Marines: what's a "UD" in the context of discharges?

Somebody told me the other day he was discharged from the USMC “UD,” later changed to honorable. Anyone know what that means? I tried the benefits and separation manual but it doesn’t have anything beginning with a U.

I was curious so I went googling. UD seems to mean “Undesirable Discharge” and according to one site ranks in between a General Discharge and a Bad Conduct Discharge.

http://themilitarywallet.com/types-of-military-discharges/

Whatever acronym he’s meant he said the wrong one, they aren’t branch specific, this link has all of them.

Thanks! Using that I did some of my own googling and it seems to be the old term for “other than honorable.”

I recall “Less Than Honorable”.

Now, I thought under the “Less Than Honorable” classification was an Administrative Discharge, where although the person hasn’t done the one thing severe enough to rate a BCD from a court martial or NJP, he’s proven to be a general, all around pain in the ass, it’s only a matter of time, and the easiest way to get rid of him would be an Admin.
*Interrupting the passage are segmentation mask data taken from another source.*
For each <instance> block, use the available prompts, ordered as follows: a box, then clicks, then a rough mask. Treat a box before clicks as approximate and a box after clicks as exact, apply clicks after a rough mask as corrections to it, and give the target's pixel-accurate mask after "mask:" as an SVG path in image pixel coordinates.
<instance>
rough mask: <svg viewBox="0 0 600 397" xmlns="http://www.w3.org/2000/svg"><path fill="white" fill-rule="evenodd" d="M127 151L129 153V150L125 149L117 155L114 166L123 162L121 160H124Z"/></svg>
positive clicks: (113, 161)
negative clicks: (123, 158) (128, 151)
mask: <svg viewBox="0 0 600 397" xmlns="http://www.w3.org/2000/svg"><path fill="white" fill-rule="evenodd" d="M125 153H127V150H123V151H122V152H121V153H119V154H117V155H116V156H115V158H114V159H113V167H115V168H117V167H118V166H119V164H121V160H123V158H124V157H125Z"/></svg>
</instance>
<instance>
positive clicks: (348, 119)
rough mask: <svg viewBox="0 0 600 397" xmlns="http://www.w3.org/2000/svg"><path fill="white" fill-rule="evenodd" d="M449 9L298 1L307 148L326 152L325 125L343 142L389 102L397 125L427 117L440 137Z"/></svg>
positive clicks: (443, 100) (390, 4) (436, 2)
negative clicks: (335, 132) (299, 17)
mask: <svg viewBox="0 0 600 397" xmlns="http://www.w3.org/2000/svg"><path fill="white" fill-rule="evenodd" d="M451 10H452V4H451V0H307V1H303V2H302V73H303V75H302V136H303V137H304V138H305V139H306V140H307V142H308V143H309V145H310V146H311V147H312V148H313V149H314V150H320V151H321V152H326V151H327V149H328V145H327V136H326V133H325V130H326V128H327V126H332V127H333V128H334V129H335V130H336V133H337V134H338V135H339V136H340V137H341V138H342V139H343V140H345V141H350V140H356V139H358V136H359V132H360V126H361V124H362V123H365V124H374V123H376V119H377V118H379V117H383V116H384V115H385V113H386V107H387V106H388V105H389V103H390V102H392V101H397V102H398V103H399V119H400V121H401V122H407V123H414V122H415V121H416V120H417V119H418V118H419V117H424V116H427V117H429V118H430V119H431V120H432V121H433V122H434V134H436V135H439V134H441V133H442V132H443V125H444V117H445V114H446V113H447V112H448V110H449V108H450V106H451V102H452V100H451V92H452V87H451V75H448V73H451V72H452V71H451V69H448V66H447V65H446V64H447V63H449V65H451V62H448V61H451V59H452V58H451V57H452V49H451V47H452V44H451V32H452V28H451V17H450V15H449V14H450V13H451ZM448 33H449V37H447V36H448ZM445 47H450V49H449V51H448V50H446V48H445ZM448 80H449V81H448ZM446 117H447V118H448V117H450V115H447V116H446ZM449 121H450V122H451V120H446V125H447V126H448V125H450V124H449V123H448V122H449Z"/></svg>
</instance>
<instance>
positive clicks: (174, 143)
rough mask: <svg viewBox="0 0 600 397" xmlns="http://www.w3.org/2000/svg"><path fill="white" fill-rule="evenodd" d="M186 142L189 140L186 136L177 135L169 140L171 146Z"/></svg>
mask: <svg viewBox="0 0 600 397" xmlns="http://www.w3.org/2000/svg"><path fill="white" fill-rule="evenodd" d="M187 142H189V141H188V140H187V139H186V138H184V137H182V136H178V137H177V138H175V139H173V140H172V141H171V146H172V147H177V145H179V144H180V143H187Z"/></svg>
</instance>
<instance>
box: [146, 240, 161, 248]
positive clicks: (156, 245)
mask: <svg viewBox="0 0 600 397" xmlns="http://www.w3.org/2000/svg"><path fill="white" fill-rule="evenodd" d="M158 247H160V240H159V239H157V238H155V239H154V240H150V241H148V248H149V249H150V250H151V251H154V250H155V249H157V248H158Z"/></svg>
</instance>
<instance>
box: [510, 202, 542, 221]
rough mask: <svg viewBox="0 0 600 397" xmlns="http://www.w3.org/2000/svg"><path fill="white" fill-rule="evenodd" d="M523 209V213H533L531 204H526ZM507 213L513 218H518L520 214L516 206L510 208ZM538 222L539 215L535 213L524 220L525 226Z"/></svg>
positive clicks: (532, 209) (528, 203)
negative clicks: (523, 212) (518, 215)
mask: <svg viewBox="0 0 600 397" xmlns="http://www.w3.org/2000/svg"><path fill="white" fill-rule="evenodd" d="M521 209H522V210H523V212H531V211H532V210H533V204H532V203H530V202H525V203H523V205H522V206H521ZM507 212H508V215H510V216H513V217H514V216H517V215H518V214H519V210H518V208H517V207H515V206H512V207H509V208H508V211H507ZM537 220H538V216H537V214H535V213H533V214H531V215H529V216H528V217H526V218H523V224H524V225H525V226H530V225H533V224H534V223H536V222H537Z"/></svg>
I was stationed with a guy who worked his way from E-4 to E-1 in about a year all via Captain’s Masts. After he made E-3, he copped an attitude. It got to the point when they found a baggie with some illegal green substance in his room, no one had the heart to pull the pin on him and report it upstairs. I figured an AD was on the way. :: shrug ::

An Uncharacterized Discharge is another term for Entry Level Separation. If I heard someone say they got a UD discharge (no, ive never actually heard it referred to as an initialism; rather, its always the full two words), I would think this is what he was talking about unless parts of his story made me think otberwise. Did he say how long he was in?

If he was a nonhacking little maggot in boot camp, and was discharged for poor performance before his 180th day of service, it would be an uncharacterized discharge. He could later have this changed to an honorable discharge to receie full veteran benefits by proving his poor performance was somehow caused by an injury received during training. As one possible example. Seems like something like that would take a lawyer to handle.

If it used to be the old term for OTH, that would make a lot more sense.

He didn’t remember his service dates except that it was before the 1990s and after Vietnam (he’s 61 and it was a contentious deposition). Thinking back, he did actually say “UD discharge” instead of just UD. I think I changed it in the OP because it didn’t sound right in my head.

He’s not eligible for VA benefits and didn’t have to file an appeal or anything to get it changed to honorable; apparently the DoD did that on its own and sent him an updated DD-214 a few years after he was out.